Comment l’employer ?

On peut employer la fumeterre à l’état frais comme à l’état sec. Fraîches, les parties aériennes fleuries devront être utilisées sans attendre. Une fois séchées rapidement au soleil par temps sec ou sur des claies à l’ombre dans une enceinte contrôlée, les parties aériennes fleuries peuvent se conserver à l’abri de l’humidité et de la lumière durant au moins 2 ans. On infusera pendant 15 minutes, 5g de plante sèche ou 10g de plante fraîche pour 500mL d’eau frémissante. À boire en 3 fois avant les repas. Si l’amertume est un frein, usez d’ingéniosité et combinez-là à la menthe, la mélisse ou encore la matricaire.

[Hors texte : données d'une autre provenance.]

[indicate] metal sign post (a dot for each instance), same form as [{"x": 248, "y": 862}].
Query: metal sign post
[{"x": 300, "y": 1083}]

On peut aussi réaliser une teinture-mère de fumeterre (bonne extraction des alcaloïdes en milieu alcoolique). On prendra l’équivalent de 30 gouttes 20 à 30 minutes avant les principaux repas, d’une teinture-mère au D1 (dilution au 1/10ème dynamisée après une macération de 3 semaines des plantes fraîches dans un alcool à 80° minimum, 1 part de plante fraîche pour 2 parts d’alcool).